By John Mulderig
Catholic News Service
NEW YORK — Few films released over the last several decades have embedded themselves as firmly in the public consciousness as the 1984 comedy “Ghostbusters.”
Both the lyrics and the tune of its impossible-to-forget theme song cling tenaciously in the collective memory. So too do any number of its one-liners and visual images (“He slimed me!”).
While the franchise offerings that followed generally failed to live up to the quality of the original, they did extend across several media, from the 1989 big-screen sequel (unimaginatively titled “Ghostbusters II”) to television, comic books and video games. And now — lo, these many years later — there arrives a reboot.
The plot of this 3-D “Ghostbusters” (Columbia) runs a similar course to that of its long-ago progenitor. But director and co-writer (with Katie Dippold) Paul Feig mixes things up by shifting the gender balance. In lieu of the Reagan-era male specter collectors — played by Bill Murray, Dan Aykroyd, Ernie Hudson and Harold Ramis — we get lady metaphysical musketeers.
The first of these we meet is Columbia University physics professor — and tenure aspirant — Erin Gilbert (Kristen Wiig). With her future on the line, the last thing Erin can afford is to have her colleagues discover that she once collaborated on a book about the paranormal with her now-estranged best friend, Abby Yates (Melissa McCarthy).
So when Abby, who continues to research the subject, puts their volume up for sale on the internet, Erin pays a visit to Abby’s lab to protest.

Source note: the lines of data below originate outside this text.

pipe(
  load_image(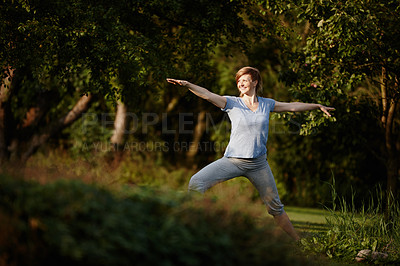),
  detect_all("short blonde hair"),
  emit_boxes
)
[235,66,262,96]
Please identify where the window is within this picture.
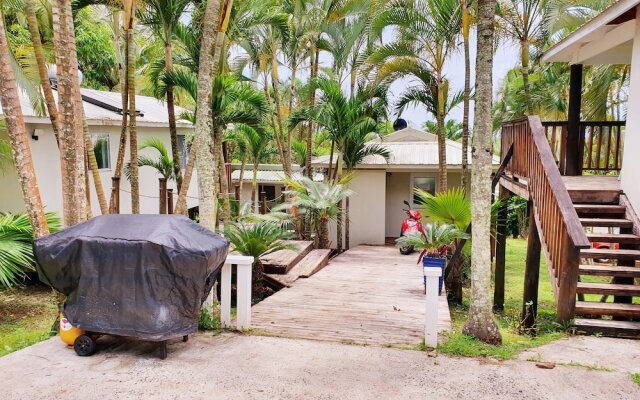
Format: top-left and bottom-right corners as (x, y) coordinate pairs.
(178, 135), (192, 169)
(411, 176), (436, 205)
(91, 133), (111, 169)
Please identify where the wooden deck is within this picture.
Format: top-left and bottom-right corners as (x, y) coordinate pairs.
(252, 246), (451, 347)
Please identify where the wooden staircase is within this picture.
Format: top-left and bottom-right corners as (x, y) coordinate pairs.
(572, 192), (640, 338)
(499, 116), (640, 339)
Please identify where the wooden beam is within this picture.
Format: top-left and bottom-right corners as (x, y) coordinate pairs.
(493, 186), (509, 310)
(522, 201), (542, 329)
(562, 64), (582, 176)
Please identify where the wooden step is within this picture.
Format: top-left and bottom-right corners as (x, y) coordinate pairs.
(587, 233), (640, 244)
(576, 282), (640, 296)
(260, 240), (313, 274)
(580, 248), (640, 260)
(574, 204), (626, 216)
(576, 301), (640, 318)
(265, 249), (331, 288)
(580, 218), (633, 228)
(574, 318), (640, 339)
(578, 265), (640, 278)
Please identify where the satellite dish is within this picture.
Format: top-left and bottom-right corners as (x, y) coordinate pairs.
(393, 118), (408, 132)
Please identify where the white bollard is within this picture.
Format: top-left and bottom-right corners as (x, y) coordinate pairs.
(424, 267), (442, 348)
(220, 255), (253, 329)
(220, 262), (231, 328)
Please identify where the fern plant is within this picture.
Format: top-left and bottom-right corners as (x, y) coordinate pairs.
(0, 212), (62, 287)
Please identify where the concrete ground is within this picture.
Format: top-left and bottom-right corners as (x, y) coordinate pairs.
(0, 334), (640, 400)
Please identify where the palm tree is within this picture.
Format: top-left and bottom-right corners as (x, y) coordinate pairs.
(369, 0), (461, 191)
(0, 11), (49, 238)
(224, 221), (293, 303)
(463, 0), (502, 344)
(52, 0), (87, 226)
(424, 119), (464, 142)
(0, 213), (62, 287)
(274, 176), (353, 249)
(140, 0), (191, 190)
(122, 0), (140, 214)
(496, 0), (547, 114)
(227, 124), (275, 213)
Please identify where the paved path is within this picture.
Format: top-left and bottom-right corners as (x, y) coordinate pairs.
(252, 246), (451, 347)
(0, 334), (640, 400)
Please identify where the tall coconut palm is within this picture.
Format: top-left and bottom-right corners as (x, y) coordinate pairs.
(194, 0), (223, 230)
(52, 0), (87, 226)
(122, 0), (140, 214)
(496, 0), (548, 114)
(0, 11), (49, 238)
(463, 0), (502, 344)
(140, 0), (191, 190)
(369, 0), (461, 191)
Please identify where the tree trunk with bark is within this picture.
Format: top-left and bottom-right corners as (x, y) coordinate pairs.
(52, 0), (87, 226)
(195, 0), (221, 231)
(462, 0), (502, 344)
(125, 26), (140, 214)
(460, 0), (471, 191)
(0, 15), (49, 238)
(164, 42), (182, 192)
(25, 0), (60, 145)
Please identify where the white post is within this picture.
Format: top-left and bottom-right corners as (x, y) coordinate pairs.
(237, 257), (253, 330)
(220, 262), (231, 328)
(424, 267), (442, 348)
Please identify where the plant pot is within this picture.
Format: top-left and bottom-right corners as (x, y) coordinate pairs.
(422, 256), (447, 296)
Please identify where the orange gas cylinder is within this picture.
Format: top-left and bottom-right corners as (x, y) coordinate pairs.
(58, 313), (86, 346)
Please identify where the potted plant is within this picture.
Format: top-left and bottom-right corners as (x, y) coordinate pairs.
(396, 223), (466, 294)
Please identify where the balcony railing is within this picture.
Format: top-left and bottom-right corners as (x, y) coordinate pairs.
(542, 121), (626, 173)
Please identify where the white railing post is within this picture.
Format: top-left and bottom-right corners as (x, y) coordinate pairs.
(220, 254), (253, 329)
(220, 261), (231, 328)
(424, 267), (442, 348)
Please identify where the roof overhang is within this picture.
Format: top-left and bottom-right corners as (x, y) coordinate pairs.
(542, 0), (640, 65)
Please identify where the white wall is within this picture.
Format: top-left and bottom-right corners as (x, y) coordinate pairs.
(0, 125), (198, 219)
(620, 7), (640, 212)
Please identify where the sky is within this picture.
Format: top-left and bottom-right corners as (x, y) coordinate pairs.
(389, 32), (519, 128)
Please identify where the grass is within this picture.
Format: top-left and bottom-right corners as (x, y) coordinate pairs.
(438, 239), (566, 360)
(0, 285), (56, 357)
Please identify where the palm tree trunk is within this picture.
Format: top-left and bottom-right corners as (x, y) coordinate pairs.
(460, 0), (471, 190)
(0, 15), (49, 238)
(125, 26), (140, 214)
(436, 72), (447, 192)
(251, 163), (260, 214)
(25, 0), (60, 145)
(304, 44), (320, 179)
(82, 117), (109, 215)
(214, 126), (231, 222)
(195, 0), (222, 231)
(271, 50), (291, 177)
(164, 41), (182, 193)
(52, 0), (87, 226)
(462, 0), (502, 344)
(520, 39), (533, 115)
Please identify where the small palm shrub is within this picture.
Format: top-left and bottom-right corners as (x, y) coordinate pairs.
(0, 212), (62, 287)
(224, 221), (294, 303)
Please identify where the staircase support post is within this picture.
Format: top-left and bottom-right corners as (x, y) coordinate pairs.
(563, 64), (583, 176)
(493, 186), (509, 311)
(522, 200), (542, 329)
(556, 234), (580, 323)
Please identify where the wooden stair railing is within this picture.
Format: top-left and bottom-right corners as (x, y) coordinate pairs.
(502, 116), (591, 321)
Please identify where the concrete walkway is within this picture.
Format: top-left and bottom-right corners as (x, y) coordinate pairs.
(252, 246), (451, 347)
(0, 334), (640, 400)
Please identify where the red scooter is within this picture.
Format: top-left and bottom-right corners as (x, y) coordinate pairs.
(400, 200), (424, 255)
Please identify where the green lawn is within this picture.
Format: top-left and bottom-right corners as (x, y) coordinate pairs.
(0, 286), (56, 356)
(438, 239), (566, 359)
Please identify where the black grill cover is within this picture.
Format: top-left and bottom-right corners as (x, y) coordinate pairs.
(33, 215), (229, 340)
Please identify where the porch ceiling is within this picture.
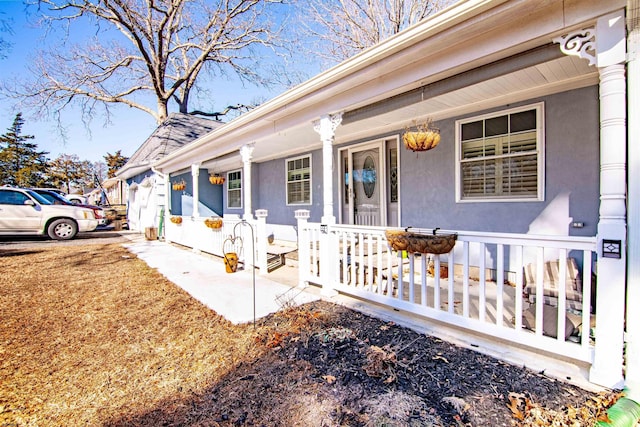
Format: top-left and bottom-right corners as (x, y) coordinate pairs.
(236, 56), (598, 167)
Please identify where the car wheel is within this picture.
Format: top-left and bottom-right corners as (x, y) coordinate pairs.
(47, 218), (78, 240)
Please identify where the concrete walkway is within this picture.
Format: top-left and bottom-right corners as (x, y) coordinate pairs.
(124, 239), (318, 323)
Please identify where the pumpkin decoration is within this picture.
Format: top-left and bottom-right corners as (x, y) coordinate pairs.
(204, 218), (222, 230)
(171, 180), (187, 191)
(209, 173), (224, 185)
(402, 119), (440, 151)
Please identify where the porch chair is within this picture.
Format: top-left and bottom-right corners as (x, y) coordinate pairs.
(524, 258), (582, 310)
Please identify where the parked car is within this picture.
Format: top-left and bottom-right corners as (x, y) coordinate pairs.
(0, 187), (98, 240)
(32, 188), (88, 205)
(31, 188), (107, 225)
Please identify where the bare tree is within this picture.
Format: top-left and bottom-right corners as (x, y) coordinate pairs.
(49, 154), (93, 194)
(0, 12), (13, 59)
(5, 0), (281, 123)
(301, 0), (454, 63)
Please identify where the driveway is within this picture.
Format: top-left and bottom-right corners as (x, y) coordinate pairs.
(0, 230), (139, 250)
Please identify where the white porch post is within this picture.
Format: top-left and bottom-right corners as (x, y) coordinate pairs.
(295, 209), (311, 288)
(555, 10), (627, 387)
(240, 144), (255, 220)
(256, 209), (269, 275)
(162, 173), (171, 243)
(626, 0), (640, 403)
(191, 163), (200, 218)
(313, 113), (342, 296)
(589, 11), (627, 387)
(313, 113), (342, 224)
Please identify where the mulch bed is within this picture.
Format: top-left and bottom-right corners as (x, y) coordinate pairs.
(0, 245), (620, 427)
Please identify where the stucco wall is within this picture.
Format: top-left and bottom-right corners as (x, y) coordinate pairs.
(400, 87), (599, 236)
(216, 86), (599, 242)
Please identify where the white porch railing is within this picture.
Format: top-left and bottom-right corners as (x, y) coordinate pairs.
(165, 213), (267, 274)
(298, 219), (596, 363)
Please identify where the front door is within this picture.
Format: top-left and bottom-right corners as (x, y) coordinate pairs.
(343, 142), (387, 226)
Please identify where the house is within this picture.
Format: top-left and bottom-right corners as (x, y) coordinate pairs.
(111, 113), (222, 236)
(153, 0), (640, 394)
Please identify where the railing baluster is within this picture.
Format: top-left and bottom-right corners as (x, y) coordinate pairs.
(356, 233), (365, 288)
(450, 251), (455, 313)
(420, 254), (429, 307)
(536, 247), (544, 336)
(478, 243), (487, 322)
(462, 242), (469, 317)
(580, 251), (595, 353)
(433, 255), (441, 308)
(515, 246), (524, 331)
(409, 254), (416, 303)
(496, 243), (504, 327)
(556, 249), (567, 342)
(398, 251), (404, 299)
(362, 235), (373, 292)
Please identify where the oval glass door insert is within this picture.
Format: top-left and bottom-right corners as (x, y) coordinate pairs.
(362, 156), (376, 199)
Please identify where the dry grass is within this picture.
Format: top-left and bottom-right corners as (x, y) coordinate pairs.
(0, 244), (613, 427)
(0, 245), (270, 426)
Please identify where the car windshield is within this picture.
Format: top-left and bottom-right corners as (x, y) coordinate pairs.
(32, 190), (72, 205)
(24, 190), (53, 205)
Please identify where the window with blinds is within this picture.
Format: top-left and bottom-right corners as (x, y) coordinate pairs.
(227, 170), (242, 209)
(456, 104), (543, 201)
(286, 156), (311, 205)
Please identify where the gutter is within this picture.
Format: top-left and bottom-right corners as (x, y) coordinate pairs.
(154, 0), (502, 168)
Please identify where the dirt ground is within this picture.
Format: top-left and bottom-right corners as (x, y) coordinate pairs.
(0, 244), (619, 427)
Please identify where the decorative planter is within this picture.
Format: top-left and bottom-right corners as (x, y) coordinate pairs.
(402, 128), (440, 151)
(384, 230), (458, 254)
(209, 174), (224, 185)
(171, 180), (187, 191)
(204, 218), (222, 230)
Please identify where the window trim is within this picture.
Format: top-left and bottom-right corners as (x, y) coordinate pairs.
(226, 169), (244, 209)
(284, 153), (313, 206)
(455, 102), (546, 203)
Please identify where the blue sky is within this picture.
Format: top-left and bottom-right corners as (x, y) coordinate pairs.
(0, 0), (306, 162)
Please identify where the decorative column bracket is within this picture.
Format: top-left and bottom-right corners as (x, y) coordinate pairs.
(553, 27), (597, 65)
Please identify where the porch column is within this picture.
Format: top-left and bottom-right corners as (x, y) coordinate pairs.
(556, 10), (627, 388)
(589, 11), (627, 387)
(554, 10), (627, 388)
(165, 172), (171, 243)
(313, 113), (342, 296)
(191, 163), (200, 218)
(240, 144), (255, 220)
(626, 0), (640, 403)
(313, 113), (342, 224)
(295, 209), (311, 288)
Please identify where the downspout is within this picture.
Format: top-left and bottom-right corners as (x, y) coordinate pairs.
(151, 166), (169, 238)
(597, 0), (640, 427)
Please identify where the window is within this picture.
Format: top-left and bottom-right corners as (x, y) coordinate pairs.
(0, 190), (29, 205)
(286, 156), (311, 205)
(456, 104), (544, 201)
(227, 170), (242, 208)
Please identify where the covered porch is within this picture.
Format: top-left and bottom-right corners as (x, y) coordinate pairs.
(156, 1), (627, 387)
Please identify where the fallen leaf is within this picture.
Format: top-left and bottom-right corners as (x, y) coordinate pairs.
(322, 375), (336, 384)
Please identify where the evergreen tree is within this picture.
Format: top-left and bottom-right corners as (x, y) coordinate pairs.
(104, 150), (129, 178)
(0, 113), (49, 187)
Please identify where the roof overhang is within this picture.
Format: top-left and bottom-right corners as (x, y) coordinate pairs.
(154, 0), (625, 173)
(115, 161), (151, 180)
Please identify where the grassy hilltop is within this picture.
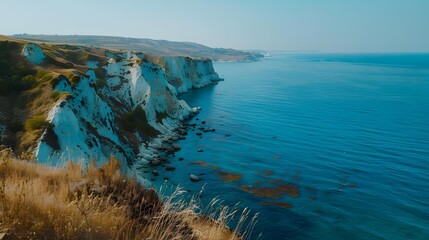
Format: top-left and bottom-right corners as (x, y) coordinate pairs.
(14, 34), (264, 62)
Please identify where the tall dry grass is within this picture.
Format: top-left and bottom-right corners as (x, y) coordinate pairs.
(0, 149), (256, 240)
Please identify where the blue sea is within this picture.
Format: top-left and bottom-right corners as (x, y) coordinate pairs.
(152, 54), (429, 240)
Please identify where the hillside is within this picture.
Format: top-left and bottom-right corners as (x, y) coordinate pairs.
(0, 34), (221, 166)
(14, 34), (263, 62)
(0, 36), (254, 240)
(0, 146), (252, 240)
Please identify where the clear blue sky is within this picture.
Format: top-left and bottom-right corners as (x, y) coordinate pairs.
(0, 0), (429, 52)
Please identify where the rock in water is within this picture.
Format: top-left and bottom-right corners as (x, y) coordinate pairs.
(191, 174), (201, 182)
(172, 143), (182, 150)
(165, 165), (176, 171)
(150, 160), (161, 167)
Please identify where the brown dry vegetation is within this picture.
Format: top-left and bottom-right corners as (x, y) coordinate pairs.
(0, 149), (254, 240)
(0, 35), (112, 159)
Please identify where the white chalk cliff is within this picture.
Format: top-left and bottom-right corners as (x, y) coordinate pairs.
(21, 44), (221, 169)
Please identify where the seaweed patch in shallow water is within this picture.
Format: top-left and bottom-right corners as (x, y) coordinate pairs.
(191, 160), (209, 167)
(219, 171), (241, 183)
(240, 182), (299, 199)
(260, 202), (292, 208)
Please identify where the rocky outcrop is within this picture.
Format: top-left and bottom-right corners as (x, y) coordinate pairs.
(26, 47), (221, 169)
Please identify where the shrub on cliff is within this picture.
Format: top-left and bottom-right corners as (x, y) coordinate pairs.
(25, 116), (49, 131)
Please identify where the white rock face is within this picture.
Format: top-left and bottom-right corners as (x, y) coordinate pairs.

There she’s introduced to Abby’s current sidekick, tech whiz Jillian Holtzmann (Kate McKinnon).
Spooky circumstances soon have Erin and Abby patching up their differences and teaming with Jillian to track the numerous ghosts that have suddenly started popping up around New York City. They’re eventually joined on their hunt by no-nonsense transit worker Patty Tolan (Leslie Jones), whose subway station has fallen victim to one of the hauntings.
Rounding out the band of wraith wranglers is Kevin (Chris Hemsworth), the ditzy hunk of a secretary the women hire after renting office space for their new partnership. The dumb-blond/eye-candy gags aimed at Kevin typify the overall tone of the proceedings, a light note that’s eventually drowned out by an increasingly heavy emphasis on (admittedly spectacular) special effects.
The movie’s treatment of the supernatural is unlikely to lead even the impressionable astray. But the fact that the jokes, though generally harmless, sometimes drift into mild raunchiness makes this suitable for grownups only.
The film contains occult themes, some strong but stylized violence, a suicide, brief irreverence, occasional sexual and scatological humor, at least one use each of profanity and crude language, several crass terms and a series of obscene gestures. The Catholic News Service classification is A-III — adults. The Motion Picture Association of America rating is PG-13 — parents strongly cautioned. Some material may be inappropriate for children under 13.